Primeiro, a irregularidade. Como o tema não é prioritário, as coberturas não têm continuidade. Elas surgem praticamente do nada e desaparecem sem explicação. O jornal não tem um acompanhamento contínuo dos países da região e por isso é surpreendido pelas crises. E o leitor não consegue entender porque aquele assunto, que nem existia, de repente virou o tema mais importante do jornal.

A crise do Equador vem de longe, mas a causa imediata da queda do presidente foi a dissolução da Suprema Corte na sexta, dia 15. O fato não mereceu mais do que uma pequena nota na Folha de sábado. O jornal dá destaque para a crise no domingo (‘Equador mergulha em nova crise política’), mas na segunda ela já tinha virado novamente uma nota pequena. O assunto volta na terça e desaparece na quarta. Na quinta, dia 21, é a manchete do jornal: ‘Presidente do Equador é destituído’.

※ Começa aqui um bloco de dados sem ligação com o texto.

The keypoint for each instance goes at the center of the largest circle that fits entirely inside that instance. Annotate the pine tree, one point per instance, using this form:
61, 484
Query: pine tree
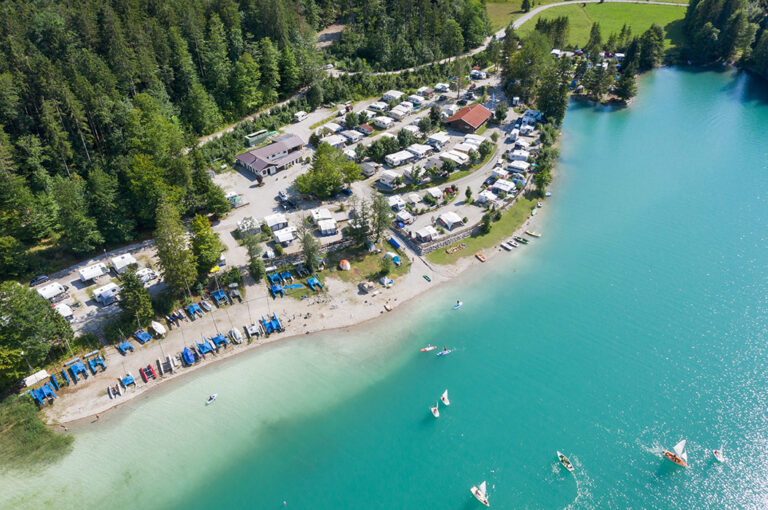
177, 262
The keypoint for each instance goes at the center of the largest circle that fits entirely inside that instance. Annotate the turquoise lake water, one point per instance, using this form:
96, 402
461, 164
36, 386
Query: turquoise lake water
638, 319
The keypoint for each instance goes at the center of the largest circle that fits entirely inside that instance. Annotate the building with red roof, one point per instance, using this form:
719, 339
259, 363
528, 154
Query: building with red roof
470, 118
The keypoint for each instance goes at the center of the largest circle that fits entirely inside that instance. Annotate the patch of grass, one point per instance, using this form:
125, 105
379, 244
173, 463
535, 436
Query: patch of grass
509, 222
25, 440
612, 16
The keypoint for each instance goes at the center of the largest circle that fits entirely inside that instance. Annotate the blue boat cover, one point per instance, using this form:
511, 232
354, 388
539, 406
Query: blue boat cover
142, 336
187, 356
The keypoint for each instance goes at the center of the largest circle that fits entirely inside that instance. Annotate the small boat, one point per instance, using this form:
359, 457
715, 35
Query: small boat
480, 494
565, 462
678, 455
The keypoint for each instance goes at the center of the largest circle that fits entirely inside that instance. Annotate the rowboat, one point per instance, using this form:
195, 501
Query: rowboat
480, 494
678, 455
565, 462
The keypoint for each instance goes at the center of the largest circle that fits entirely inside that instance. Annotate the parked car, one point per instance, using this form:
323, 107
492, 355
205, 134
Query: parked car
37, 280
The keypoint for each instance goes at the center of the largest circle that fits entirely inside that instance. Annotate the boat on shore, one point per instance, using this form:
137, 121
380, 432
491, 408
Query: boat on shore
678, 455
565, 462
480, 494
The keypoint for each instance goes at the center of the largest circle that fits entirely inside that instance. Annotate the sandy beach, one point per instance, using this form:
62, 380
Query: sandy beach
341, 305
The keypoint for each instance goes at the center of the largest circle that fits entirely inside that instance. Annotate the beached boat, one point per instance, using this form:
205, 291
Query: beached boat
678, 455
565, 461
480, 494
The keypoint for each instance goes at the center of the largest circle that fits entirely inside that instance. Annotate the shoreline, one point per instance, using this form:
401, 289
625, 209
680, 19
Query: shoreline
77, 409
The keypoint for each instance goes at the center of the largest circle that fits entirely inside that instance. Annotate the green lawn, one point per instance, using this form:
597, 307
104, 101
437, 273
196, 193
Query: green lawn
502, 229
612, 16
502, 13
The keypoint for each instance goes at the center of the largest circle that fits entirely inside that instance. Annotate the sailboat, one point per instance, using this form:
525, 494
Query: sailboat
480, 494
679, 456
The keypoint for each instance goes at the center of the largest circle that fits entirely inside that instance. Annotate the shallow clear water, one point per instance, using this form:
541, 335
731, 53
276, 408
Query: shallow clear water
639, 318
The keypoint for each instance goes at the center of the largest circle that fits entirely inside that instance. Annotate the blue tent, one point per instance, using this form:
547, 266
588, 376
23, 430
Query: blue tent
218, 340
220, 297
97, 362
78, 368
204, 347
187, 356
124, 347
142, 336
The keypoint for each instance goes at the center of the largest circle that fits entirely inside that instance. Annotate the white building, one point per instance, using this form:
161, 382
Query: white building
383, 122
435, 193
121, 262
502, 186
92, 271
426, 234
336, 141
106, 293
392, 95
378, 106
284, 236
276, 221
52, 291
398, 158
327, 227
321, 214
519, 166
450, 220
518, 155
439, 139
352, 136
396, 203
404, 217
419, 150
388, 178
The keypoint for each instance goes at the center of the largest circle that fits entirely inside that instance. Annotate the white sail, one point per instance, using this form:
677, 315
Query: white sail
680, 449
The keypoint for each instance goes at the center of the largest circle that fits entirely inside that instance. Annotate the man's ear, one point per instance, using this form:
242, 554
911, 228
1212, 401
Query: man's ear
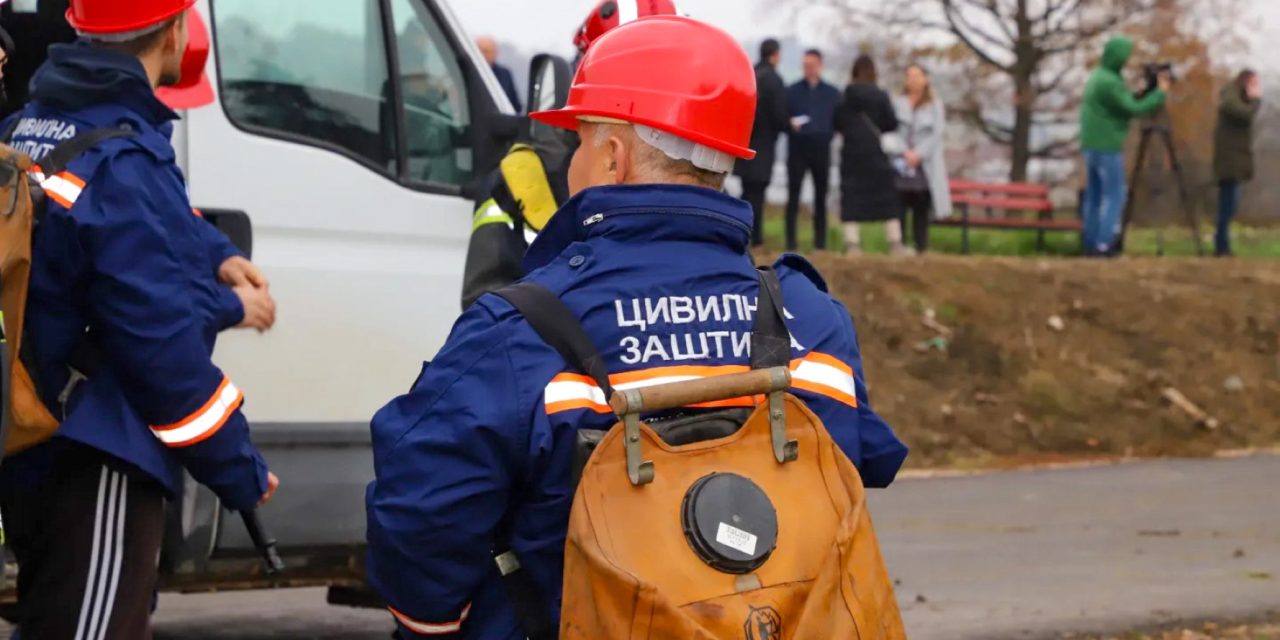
173, 40
620, 161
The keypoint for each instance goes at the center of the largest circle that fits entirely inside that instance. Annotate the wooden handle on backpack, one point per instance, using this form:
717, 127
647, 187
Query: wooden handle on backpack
694, 392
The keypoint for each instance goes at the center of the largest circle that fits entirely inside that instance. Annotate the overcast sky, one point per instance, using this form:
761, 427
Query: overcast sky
548, 24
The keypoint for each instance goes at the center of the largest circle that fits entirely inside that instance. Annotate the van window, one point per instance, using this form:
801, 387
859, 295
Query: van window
314, 69
434, 94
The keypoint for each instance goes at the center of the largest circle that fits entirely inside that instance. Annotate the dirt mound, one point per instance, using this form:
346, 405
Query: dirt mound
990, 361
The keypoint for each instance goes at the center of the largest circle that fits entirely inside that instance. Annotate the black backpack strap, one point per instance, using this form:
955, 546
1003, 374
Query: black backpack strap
9, 129
771, 343
560, 328
63, 154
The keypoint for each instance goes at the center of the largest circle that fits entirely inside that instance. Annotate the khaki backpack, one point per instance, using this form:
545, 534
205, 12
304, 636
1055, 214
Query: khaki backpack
736, 524
26, 420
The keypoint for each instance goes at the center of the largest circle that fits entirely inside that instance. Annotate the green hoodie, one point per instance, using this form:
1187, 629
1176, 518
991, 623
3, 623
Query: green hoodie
1107, 103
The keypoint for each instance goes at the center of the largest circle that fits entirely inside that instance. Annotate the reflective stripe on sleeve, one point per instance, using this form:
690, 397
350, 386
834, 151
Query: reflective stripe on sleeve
432, 629
490, 213
205, 421
63, 188
816, 373
824, 375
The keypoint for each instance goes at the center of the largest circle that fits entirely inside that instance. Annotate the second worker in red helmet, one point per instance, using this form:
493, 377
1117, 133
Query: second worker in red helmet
530, 182
650, 256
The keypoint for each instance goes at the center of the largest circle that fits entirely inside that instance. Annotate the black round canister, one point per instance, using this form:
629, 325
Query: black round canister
730, 522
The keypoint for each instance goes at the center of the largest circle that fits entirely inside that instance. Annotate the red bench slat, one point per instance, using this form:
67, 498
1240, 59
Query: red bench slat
1013, 223
1014, 188
1004, 204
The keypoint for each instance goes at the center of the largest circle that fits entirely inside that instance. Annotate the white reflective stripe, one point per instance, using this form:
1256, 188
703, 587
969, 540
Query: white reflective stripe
95, 558
654, 382
432, 629
826, 375
122, 511
63, 188
681, 149
204, 423
571, 391
627, 10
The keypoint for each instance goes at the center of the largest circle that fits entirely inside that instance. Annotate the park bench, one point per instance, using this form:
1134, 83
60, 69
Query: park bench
1005, 199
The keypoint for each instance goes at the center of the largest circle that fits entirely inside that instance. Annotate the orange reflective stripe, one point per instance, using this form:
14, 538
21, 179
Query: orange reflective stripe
826, 360
205, 421
432, 629
824, 375
816, 373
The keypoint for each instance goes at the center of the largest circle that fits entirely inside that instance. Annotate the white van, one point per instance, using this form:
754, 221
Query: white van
346, 151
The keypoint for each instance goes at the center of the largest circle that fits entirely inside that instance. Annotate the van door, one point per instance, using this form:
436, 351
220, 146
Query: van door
348, 132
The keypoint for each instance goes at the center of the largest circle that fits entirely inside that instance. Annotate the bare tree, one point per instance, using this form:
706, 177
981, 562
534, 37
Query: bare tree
1027, 59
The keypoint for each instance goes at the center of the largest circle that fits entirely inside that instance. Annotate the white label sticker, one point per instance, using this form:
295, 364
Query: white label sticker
737, 539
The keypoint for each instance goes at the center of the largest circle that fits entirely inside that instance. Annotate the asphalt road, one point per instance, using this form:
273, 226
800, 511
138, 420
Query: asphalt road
1025, 554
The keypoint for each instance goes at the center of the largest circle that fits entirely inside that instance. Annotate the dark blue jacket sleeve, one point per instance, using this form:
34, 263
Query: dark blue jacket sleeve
142, 312
232, 310
882, 453
444, 457
219, 246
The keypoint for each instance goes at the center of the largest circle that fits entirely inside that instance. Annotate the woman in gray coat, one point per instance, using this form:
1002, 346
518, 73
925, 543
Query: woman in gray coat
923, 184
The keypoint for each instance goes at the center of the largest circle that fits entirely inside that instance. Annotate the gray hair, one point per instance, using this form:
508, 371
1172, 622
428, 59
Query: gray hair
128, 36
654, 165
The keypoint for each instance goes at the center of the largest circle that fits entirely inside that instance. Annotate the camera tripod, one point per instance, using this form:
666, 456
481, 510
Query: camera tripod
1159, 127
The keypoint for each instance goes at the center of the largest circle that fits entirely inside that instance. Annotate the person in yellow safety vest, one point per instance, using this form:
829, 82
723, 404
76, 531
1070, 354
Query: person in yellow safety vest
530, 183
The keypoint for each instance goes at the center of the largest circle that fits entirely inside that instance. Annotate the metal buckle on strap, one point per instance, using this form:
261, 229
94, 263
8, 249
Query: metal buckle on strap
507, 563
72, 383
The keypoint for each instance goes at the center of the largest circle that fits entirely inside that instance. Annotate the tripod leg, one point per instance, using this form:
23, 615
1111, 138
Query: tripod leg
1183, 196
1127, 218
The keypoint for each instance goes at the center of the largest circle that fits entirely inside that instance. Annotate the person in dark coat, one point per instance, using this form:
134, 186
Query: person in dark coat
1233, 150
32, 30
812, 104
868, 191
771, 119
489, 50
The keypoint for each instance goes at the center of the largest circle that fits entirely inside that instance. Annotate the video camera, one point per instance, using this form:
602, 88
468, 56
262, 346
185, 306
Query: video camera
1151, 73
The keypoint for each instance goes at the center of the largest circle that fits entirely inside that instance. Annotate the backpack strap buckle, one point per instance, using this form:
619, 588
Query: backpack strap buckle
73, 382
638, 469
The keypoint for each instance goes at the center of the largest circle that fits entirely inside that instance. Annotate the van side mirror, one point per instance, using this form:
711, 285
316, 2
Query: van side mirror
549, 77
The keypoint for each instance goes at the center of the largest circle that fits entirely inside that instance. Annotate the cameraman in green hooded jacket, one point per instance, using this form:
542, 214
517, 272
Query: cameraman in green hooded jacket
1107, 108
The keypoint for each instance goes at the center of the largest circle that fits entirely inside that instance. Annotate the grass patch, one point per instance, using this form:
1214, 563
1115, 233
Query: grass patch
1251, 242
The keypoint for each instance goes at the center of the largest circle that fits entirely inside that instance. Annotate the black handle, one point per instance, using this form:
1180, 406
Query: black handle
263, 542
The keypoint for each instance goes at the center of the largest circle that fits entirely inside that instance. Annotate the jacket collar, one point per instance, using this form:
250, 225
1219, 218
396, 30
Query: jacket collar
80, 76
644, 213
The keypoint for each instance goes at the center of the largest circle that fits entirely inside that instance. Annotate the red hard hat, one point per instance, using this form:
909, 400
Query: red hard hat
193, 90
615, 13
672, 73
122, 16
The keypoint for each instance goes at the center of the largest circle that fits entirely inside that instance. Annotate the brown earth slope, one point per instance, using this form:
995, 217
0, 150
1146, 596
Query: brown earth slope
1033, 360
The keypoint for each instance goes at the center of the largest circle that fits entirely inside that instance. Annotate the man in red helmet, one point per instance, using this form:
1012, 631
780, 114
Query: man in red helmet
128, 292
650, 256
530, 184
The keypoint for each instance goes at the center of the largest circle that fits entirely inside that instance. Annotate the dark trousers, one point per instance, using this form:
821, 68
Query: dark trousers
919, 206
753, 192
1228, 202
805, 159
87, 544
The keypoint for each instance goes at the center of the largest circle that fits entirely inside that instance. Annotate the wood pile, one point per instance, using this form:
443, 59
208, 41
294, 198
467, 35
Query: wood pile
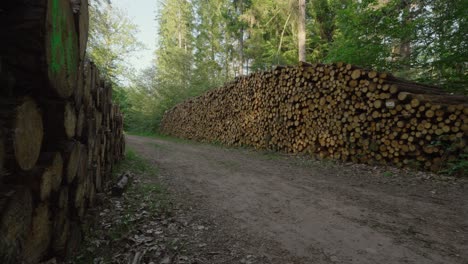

Nesta semana, tivemos outro exemplo. Na terça, na quarta e na quinta o jornal deu, acertadamente, grande visibilidade à visita de Rice ao Brasil e aos assuntos latino-americanos correlatos, como a crise no Equador e a relação tensa entre a Venezuela e os Estados Unidos. Na sexta, a cobertura foi pífia.

O jornal deixou de noticiar informações relevantes como a visita de Rice à Colômbia, o fracasso da intervenção bilionária dos EUA na repressão à produção de drogas em território colombiano e o encontro de Chávez e Fidel Castro em Cuba.

Os outros problemas são decorrência da cobertura descontínua. Como o assunto não é prioritário, o jornal não consegue manter um corpo de jornalistas especializados e as coberturas são improvisadas.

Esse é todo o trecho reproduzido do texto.